Darkness is a methodical, brooding ghost story from the Czech Republic. In the vein of Del Toro’s The Devil’s Backbone, it is a dark and spooky trip through the mind of someone who may or may not be mentally unbalanced. This keeps the viewer unbalanced as well since we don’t know if the mysterious goings-on are ghostly or the workings of an insane mind.
Marek (Ivan Franek) is in a popular rock and roll band, but years of constant travel, drugs and booze have worn him out. He decides to take a break to work on his latest passion, painting. He travels to his childhood home, vacated since his parents died in a tragic car accident and he and his sister were split up with his sister being committed to an asylum while Marek entered the foster care system. While he was so small as to have very few memories of the townsfolk, they certainly remember him and the tragedy his family brought to their sleepy village.
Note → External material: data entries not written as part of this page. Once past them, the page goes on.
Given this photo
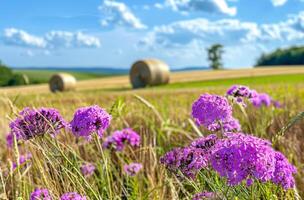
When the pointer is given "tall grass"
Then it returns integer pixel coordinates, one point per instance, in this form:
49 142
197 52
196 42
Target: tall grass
163 120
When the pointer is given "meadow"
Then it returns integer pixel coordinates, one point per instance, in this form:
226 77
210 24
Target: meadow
162 117
43 76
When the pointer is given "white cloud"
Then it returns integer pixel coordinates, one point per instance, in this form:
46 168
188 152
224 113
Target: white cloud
208 6
289 30
18 37
225 31
118 14
57 39
228 31
51 40
278 2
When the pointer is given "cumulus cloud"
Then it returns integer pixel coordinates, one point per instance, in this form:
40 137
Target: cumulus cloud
208 6
118 14
57 39
278 2
225 31
184 32
51 40
289 30
18 37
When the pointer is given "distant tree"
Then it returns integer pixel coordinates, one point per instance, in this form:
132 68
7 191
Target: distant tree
215 56
290 56
5 74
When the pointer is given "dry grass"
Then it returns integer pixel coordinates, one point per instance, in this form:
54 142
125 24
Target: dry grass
163 125
177 77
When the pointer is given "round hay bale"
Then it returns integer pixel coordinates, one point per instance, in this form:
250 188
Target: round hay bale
149 72
26 80
62 82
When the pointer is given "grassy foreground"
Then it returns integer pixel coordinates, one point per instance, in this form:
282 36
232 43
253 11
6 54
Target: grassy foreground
163 122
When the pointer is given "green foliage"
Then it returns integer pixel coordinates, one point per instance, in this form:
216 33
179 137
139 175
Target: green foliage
5 74
43 76
215 56
289 56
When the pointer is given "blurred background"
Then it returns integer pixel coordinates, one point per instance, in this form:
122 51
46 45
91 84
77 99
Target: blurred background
94 38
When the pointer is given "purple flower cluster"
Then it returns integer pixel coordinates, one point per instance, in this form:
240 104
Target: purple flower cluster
118 139
240 157
261 99
237 157
87 169
240 93
89 120
132 169
72 196
35 122
215 113
40 194
189 161
204 195
22 160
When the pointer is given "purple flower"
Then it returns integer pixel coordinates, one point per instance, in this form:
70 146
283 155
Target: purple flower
87 169
22 160
204 195
228 125
261 99
189 160
132 169
89 120
205 143
35 122
40 194
236 156
10 140
240 157
118 139
241 91
211 110
283 174
72 196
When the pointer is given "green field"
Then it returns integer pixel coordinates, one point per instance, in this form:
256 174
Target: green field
250 81
43 76
163 120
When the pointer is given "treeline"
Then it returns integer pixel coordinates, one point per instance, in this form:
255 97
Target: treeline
8 78
290 56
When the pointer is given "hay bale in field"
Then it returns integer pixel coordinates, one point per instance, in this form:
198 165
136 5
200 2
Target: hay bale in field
62 82
149 72
26 80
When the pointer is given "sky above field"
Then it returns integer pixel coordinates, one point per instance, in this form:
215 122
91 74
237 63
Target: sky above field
115 33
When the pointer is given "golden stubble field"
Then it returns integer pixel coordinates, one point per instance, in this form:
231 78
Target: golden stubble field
175 77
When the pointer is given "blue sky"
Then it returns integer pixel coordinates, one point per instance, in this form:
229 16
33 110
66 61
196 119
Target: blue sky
115 33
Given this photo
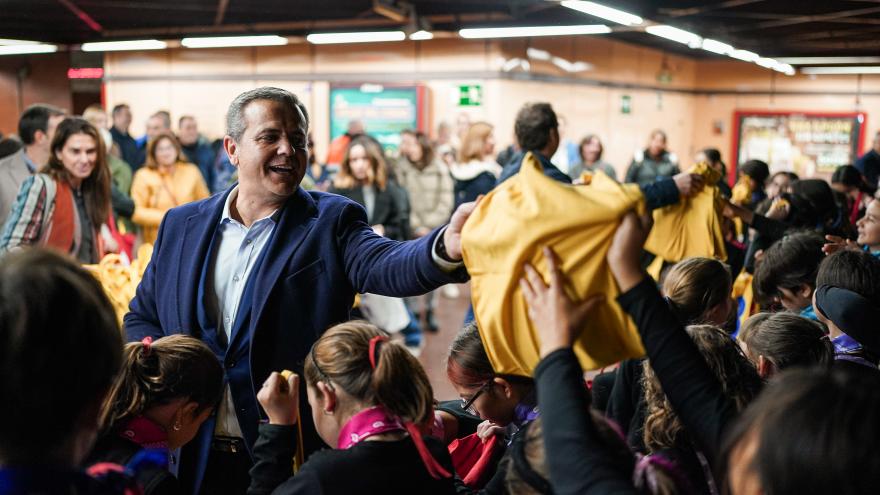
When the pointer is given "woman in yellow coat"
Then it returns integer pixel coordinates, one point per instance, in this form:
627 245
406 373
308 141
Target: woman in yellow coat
163 183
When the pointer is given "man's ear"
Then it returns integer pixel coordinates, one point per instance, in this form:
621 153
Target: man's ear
805 291
231 148
765 367
505 386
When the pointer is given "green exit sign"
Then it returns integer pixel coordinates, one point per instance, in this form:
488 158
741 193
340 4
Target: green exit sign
470 95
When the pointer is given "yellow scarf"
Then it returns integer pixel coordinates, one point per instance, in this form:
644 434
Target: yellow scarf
509 228
690 228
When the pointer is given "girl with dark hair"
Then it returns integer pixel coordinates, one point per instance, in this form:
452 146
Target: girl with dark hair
665 435
777 341
847 180
165 391
786 274
505 403
809 432
712 157
371 400
65 205
363 178
697 291
60 348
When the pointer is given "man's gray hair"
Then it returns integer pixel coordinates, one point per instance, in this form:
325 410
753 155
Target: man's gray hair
235 124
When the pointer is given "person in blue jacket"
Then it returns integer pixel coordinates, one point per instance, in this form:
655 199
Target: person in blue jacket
261 270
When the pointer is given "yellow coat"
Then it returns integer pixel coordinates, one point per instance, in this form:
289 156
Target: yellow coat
509 228
154 193
690 228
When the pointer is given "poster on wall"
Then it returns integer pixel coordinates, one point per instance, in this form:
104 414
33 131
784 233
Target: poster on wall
384 110
809 144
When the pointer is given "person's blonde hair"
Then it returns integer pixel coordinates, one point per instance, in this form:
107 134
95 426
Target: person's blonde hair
474 142
344 179
93 111
151 149
738 378
694 286
341 358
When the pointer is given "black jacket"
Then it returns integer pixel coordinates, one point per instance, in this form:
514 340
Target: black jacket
117 450
385 468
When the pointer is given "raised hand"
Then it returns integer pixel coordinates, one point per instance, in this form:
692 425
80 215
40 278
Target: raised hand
557 318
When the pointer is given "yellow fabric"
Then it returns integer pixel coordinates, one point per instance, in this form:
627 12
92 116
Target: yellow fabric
120 281
741 194
690 228
742 289
510 226
155 192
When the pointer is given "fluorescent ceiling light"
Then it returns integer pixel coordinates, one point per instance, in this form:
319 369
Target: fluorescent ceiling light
596 10
421 35
231 41
744 55
7 41
786 69
675 34
829 60
113 46
365 37
27 49
767 63
716 46
537 54
870 69
528 31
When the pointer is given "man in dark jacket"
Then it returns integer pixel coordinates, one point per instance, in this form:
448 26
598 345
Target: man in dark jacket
197 148
536 131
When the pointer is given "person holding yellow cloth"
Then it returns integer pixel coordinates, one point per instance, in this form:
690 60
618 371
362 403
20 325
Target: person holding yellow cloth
165 182
690 228
509 228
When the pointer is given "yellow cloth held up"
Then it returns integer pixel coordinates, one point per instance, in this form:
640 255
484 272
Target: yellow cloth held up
510 227
119 280
690 228
743 290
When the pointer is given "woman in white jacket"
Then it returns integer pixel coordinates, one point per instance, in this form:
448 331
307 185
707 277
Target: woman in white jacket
476 170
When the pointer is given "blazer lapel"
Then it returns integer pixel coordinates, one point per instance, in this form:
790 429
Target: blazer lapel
296 221
197 235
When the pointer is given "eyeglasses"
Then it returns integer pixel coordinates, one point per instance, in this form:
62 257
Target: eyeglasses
468 405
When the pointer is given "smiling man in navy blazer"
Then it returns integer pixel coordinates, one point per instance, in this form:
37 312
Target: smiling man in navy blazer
260 271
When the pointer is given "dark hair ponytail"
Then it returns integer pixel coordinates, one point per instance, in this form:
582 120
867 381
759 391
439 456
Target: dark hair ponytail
156 373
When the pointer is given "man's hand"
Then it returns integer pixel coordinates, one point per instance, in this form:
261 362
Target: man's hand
452 235
688 184
733 210
626 250
280 398
558 320
488 429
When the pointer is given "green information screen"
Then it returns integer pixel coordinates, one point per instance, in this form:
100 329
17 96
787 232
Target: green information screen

But as Marek begins to paint, strange things begin to occur. At first, these occurrences can be attributed to an old, run-down house. But as Marek begins to have nightmares and his childhood memories slowly start to come back, the weird happenings increase both in frequency and violence. Drinking heavily and abusing hard drugs, it becomes difficult for Marek to distinguish between fantasy and reality and answers come very slowly for him. For instance, why does the radio turn off and on of its own volition and why does only one old children’s song play? What would be enough strange occurrences for a normal person to decide to leave is merely confusing for someone in Marek’s state.
But when a groupie tracks Marek down and disappears after a night of partying and sex, Marek begins to wake up to the mysterious occurrences taking place around him. With the help of a childhood playmate, Lucie (Lenka Krobotova’), and the local librarian/historian, Marek begins to put the puzzle pieces together. The plot becomes a bit convoluted as secret black magic rituals, Nazi murders in the house during WWII, and a history of mental illness are tied together, but the story kept me interested all the way through.
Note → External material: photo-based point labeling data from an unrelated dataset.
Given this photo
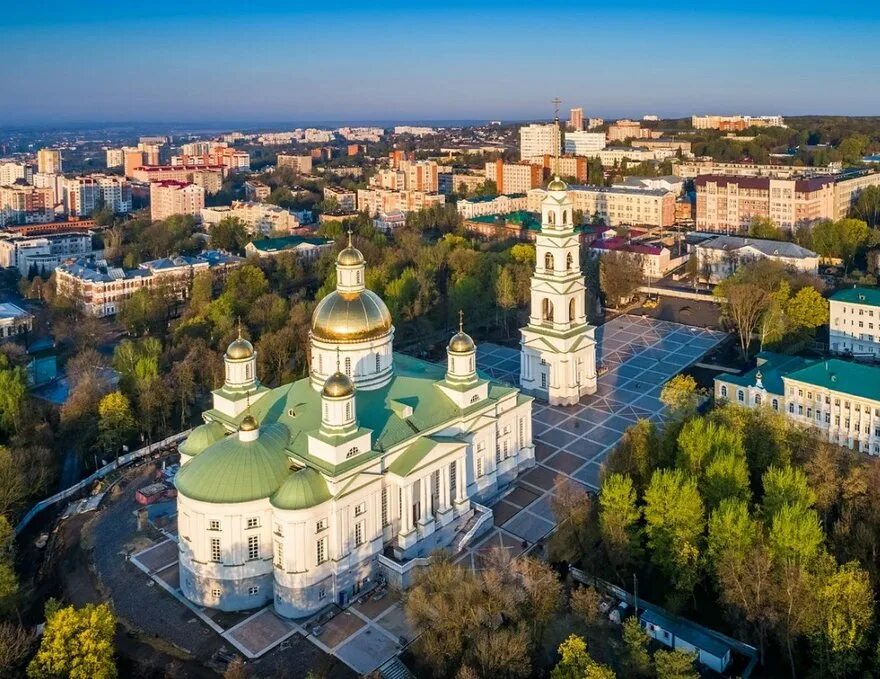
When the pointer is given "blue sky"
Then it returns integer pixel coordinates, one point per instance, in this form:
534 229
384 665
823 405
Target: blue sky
191 60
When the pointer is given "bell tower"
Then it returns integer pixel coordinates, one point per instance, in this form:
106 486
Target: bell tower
558 346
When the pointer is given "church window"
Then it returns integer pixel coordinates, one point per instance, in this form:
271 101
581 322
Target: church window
215 550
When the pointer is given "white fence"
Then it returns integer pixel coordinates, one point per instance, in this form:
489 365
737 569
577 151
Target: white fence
121 461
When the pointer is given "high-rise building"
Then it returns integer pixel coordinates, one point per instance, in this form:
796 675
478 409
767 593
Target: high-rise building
175 198
49 161
539 140
558 358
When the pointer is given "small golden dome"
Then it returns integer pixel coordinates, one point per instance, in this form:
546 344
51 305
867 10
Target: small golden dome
248 424
351 317
338 385
239 349
557 185
350 256
461 343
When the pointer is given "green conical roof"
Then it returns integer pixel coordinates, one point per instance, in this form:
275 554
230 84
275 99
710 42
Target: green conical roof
201 437
302 489
233 470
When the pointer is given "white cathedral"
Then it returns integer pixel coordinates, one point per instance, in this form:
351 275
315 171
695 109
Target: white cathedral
290 495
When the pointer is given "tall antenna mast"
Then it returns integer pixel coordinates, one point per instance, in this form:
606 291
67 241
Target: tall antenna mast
556 101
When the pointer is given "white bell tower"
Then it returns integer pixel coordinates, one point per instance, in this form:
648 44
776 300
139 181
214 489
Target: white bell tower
558 354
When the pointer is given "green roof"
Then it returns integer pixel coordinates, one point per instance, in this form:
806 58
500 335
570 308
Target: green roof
302 489
870 296
201 437
856 379
285 243
414 384
232 470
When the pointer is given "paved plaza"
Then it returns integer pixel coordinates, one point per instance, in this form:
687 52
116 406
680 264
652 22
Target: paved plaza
636 356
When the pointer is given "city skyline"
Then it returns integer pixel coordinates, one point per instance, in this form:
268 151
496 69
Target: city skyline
343 61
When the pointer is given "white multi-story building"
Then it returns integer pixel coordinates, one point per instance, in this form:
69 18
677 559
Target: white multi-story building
854 322
175 198
558 355
259 218
582 143
84 195
373 460
42 254
539 140
840 399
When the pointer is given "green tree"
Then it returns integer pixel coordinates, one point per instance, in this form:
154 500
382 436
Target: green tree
116 423
76 643
638 661
675 665
618 519
229 234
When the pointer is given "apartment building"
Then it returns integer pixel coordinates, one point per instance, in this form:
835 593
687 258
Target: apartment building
49 161
616 206
839 398
259 218
854 322
729 204
11 172
538 140
375 201
41 254
735 123
492 205
83 195
99 289
299 164
170 197
515 177
719 257
347 200
583 143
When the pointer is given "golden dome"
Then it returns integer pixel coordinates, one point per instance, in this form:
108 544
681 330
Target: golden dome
350 256
351 317
240 349
557 185
338 385
461 342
In the end, the viewer must decide whether the ghosts are real or imagined and it is up to the viewer to interpret the closing scene. I have always liked an open-ended film, one in which the viewer has a chance to determine how he or she sees the film, so I enjoyed the ending.
Released through Vicious Circle Films, Darkness isn’t nearly as violent as previous VC films and would probably only garner an R rating if it were submitted to the MPAA (as it stands, they have chosen to release it without a rating). There is one scene that is pretty gruesome, but overall, the director goes for atmosphere instead of gross-out effects.
While the film has a dark, creepy atmosphere–made all the more so by the overcast and rainy Czech landscape and ancient, decrepit house that serves as the main set–there are also several scenes that are a bit dark physically, which made it difficult to see who was on screen and what was happening. I’m not sure if that was an artistic choice or if the film needs to be recolored, but it’s a minor quibble and didn’t really impede my overall enjoyment of the film. As I said before, there is a lot going on with the script and the plot gets a bit convoluted during the middle section of the film. I think it would have been a bit better had the script focused on one reason for the haunting, but director Juraj Herz does a good job of keeping it all interesting enough to keep the viewer watching until the end and he also does a good job of tying it all together.
If you aren’t a fan of Vicious Circle’s films because of the typically extreme subject matter, I encourage you to try this one as it is much more atmospheric and much less violent than Vicious Circle’s other films. Some fans may be disappointed with this release, but if you enjoy a good ghost story–especially some of the films that have been coming out of Spain the last decade like The Devil’s Backbone or The Orphanage, then you may like this film as well.